Mengubah undang-undang yang ada atau undang-undang baru, meskipun hal tersebut bermanfaat dalam jangka pendek, tidak akan mengatasi fakta bahwa masalah-masalah ini bersifat sistemik, dan sampai kelompok LGBT, orang kulit berwarna, perempuan, dll. sama-sama diberdayakan melalui sistem politik dan ekonomi masyarakat. , maka siapa pun yang memegang kendali, atau mendominasi sistem sosial kita, akan terus memperbesar kekuasaannya dengan mengorbankan orang lain.
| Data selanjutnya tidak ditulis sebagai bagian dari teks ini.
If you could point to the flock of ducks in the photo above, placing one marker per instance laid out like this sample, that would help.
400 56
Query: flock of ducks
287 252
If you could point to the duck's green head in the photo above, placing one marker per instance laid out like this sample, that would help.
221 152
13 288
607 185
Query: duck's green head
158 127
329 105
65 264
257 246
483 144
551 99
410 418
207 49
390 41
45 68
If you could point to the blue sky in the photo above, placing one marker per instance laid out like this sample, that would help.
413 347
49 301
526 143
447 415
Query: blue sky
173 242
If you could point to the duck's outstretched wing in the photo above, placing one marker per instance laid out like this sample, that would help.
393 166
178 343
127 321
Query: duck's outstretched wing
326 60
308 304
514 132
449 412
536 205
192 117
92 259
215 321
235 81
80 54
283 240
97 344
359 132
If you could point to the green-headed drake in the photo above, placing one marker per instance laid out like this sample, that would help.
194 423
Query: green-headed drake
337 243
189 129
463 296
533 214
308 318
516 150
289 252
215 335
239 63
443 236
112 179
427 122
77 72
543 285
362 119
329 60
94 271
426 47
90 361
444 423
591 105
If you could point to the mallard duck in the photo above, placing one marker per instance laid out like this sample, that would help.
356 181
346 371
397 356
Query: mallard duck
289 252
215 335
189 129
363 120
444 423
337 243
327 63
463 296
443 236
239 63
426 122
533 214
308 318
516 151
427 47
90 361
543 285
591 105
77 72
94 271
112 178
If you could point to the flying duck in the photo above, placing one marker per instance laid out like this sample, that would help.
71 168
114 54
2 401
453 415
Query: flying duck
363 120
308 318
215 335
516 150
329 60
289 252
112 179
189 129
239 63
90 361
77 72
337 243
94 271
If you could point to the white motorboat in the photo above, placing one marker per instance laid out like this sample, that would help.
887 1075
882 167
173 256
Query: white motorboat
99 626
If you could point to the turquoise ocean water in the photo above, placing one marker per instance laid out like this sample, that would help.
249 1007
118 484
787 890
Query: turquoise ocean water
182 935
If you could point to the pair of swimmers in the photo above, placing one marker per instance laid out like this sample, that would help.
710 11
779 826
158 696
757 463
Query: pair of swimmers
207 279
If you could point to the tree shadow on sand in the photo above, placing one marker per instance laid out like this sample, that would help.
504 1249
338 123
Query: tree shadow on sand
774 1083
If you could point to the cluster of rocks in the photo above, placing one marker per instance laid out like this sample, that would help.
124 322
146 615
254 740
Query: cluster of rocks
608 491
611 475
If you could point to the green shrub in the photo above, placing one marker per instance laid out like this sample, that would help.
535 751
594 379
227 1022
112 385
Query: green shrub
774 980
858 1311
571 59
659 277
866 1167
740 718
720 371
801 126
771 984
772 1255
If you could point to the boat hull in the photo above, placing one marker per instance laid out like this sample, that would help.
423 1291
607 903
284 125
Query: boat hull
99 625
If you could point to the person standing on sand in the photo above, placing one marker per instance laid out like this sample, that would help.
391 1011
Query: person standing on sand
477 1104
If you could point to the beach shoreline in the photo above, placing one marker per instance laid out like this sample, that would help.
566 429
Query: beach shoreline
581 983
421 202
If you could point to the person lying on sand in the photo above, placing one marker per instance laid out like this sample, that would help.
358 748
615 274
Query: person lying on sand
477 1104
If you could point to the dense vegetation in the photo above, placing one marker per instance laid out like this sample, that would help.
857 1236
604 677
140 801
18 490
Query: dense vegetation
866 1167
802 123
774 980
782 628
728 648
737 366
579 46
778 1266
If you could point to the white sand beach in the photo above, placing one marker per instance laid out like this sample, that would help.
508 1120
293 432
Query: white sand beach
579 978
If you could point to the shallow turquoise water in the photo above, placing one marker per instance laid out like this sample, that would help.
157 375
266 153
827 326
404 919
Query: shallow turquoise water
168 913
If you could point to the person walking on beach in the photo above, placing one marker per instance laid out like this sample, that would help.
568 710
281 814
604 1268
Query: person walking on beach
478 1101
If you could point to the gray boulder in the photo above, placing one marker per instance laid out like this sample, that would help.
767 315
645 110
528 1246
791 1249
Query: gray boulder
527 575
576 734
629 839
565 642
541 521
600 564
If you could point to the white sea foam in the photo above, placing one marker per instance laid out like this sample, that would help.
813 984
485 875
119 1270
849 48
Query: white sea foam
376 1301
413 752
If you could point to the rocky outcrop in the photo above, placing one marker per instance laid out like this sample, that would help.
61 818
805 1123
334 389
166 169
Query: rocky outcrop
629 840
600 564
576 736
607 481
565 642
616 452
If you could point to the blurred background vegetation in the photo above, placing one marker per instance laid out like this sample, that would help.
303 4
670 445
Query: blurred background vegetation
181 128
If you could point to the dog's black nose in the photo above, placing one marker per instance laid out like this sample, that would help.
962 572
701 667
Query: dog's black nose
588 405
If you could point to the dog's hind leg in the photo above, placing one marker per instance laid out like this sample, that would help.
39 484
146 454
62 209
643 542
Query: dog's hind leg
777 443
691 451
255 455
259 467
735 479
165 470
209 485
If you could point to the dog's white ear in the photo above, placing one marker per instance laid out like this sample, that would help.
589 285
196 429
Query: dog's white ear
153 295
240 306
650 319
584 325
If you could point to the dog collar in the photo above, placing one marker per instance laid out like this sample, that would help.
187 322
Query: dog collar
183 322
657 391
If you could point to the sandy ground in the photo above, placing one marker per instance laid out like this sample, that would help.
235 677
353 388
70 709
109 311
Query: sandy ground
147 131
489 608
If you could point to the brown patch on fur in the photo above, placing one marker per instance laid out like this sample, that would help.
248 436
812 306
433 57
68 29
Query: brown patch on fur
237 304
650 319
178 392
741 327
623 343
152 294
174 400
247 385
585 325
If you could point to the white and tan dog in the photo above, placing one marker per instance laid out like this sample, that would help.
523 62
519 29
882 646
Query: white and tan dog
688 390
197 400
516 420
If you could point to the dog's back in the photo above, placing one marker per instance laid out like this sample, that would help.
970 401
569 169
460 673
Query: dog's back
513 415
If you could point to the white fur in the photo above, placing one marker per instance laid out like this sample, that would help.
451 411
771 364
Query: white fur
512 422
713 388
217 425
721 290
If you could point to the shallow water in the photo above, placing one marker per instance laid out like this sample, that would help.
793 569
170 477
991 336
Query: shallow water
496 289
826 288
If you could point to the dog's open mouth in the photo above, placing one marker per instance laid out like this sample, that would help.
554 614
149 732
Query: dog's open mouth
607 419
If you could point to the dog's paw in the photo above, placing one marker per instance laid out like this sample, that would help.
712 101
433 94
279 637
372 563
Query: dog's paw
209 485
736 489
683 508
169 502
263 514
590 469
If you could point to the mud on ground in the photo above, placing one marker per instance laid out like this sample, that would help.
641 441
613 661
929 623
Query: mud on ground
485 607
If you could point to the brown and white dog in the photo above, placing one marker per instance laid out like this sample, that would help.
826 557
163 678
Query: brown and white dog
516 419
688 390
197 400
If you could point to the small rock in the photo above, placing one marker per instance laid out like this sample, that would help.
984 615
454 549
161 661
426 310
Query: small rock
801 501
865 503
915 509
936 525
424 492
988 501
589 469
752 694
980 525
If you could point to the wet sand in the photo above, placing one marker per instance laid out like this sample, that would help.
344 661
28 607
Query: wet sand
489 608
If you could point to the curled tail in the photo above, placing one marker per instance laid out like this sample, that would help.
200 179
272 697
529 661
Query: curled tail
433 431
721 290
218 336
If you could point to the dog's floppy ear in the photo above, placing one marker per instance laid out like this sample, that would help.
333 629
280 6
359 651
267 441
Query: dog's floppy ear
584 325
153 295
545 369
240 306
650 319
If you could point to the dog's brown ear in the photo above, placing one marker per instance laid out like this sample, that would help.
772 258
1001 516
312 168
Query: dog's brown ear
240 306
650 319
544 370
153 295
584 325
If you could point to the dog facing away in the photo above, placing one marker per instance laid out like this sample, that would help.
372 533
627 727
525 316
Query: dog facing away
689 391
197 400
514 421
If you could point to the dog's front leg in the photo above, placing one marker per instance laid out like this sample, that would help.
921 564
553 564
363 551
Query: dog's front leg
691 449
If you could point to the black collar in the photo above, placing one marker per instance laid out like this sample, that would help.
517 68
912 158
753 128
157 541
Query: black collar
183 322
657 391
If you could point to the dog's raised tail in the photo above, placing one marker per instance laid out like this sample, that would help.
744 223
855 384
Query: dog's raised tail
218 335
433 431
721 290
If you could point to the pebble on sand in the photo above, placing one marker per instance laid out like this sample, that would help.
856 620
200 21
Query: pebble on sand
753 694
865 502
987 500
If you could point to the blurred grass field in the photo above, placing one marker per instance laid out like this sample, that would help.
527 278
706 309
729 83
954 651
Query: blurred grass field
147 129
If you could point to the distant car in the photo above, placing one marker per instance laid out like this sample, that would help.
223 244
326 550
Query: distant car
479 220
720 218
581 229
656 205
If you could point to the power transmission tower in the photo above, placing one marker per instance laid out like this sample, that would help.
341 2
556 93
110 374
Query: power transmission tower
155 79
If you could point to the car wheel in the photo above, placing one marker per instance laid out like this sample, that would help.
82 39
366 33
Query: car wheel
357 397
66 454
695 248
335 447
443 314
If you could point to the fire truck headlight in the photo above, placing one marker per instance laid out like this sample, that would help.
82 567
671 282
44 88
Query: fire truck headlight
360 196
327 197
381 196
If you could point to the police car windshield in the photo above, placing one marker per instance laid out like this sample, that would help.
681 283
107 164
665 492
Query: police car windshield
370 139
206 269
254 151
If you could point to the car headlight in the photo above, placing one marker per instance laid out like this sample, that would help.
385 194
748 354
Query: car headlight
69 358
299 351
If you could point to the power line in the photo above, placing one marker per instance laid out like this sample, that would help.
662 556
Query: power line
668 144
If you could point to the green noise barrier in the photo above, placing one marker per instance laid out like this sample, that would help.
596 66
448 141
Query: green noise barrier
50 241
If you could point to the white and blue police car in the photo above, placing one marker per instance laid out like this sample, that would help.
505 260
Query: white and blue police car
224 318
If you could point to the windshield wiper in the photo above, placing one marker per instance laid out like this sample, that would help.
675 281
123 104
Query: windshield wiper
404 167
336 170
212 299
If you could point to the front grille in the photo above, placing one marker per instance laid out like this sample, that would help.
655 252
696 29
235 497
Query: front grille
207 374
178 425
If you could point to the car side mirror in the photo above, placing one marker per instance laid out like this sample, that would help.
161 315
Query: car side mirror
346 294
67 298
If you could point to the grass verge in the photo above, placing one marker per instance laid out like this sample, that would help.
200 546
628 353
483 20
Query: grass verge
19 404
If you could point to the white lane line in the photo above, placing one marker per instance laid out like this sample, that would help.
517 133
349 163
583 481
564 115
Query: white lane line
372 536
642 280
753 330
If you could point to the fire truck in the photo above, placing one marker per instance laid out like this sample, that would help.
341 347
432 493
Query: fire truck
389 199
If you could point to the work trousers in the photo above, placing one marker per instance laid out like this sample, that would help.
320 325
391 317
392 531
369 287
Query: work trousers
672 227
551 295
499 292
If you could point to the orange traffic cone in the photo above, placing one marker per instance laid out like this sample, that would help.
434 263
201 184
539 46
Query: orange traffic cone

Bagaimana kita menciptakan demokrasi yang autentik, bagaimana bentuknya, dan lebih jauh lagi, tidak dapat diulas dalam buku ini—walaupun buku ini menganjurkan “pengorganisasian berbasis komunitas yang multi-masalah dan terkait secara nasional”—dan meskipun saya pribadi menemukan banyak gagasan yang penuh harapan telah diusulkan dalam berbagai perdebatan “masyarakat partisipatif”, mudah-mudahan hal ini akan dieksplorasi oleh berbagai kelompok, organisasi, jaringan dan koalisi mulai dari isu LGBT, ekonomi, perang, lingkungan, imigrasi, ras dan budaya, dan masih banyak lagi. . Dan hal ini perlu segera dijawab jika kita ingin mengakhiri ketidakadilan yang kita alami saat ini.
Aneh (Dalam) Keadilan adalah buku yang sangat informatif, dan wajib dibaca, bagi mereka yang ingin melihat apa yang telah dialami komunitas LGBT selama ini.
Michael M'Gehee adalah seorang penulis independen dan pria keluarga kelas pekerja.
ZNetwork didanai semata-mata melalui kemurahan hati para pembacanya.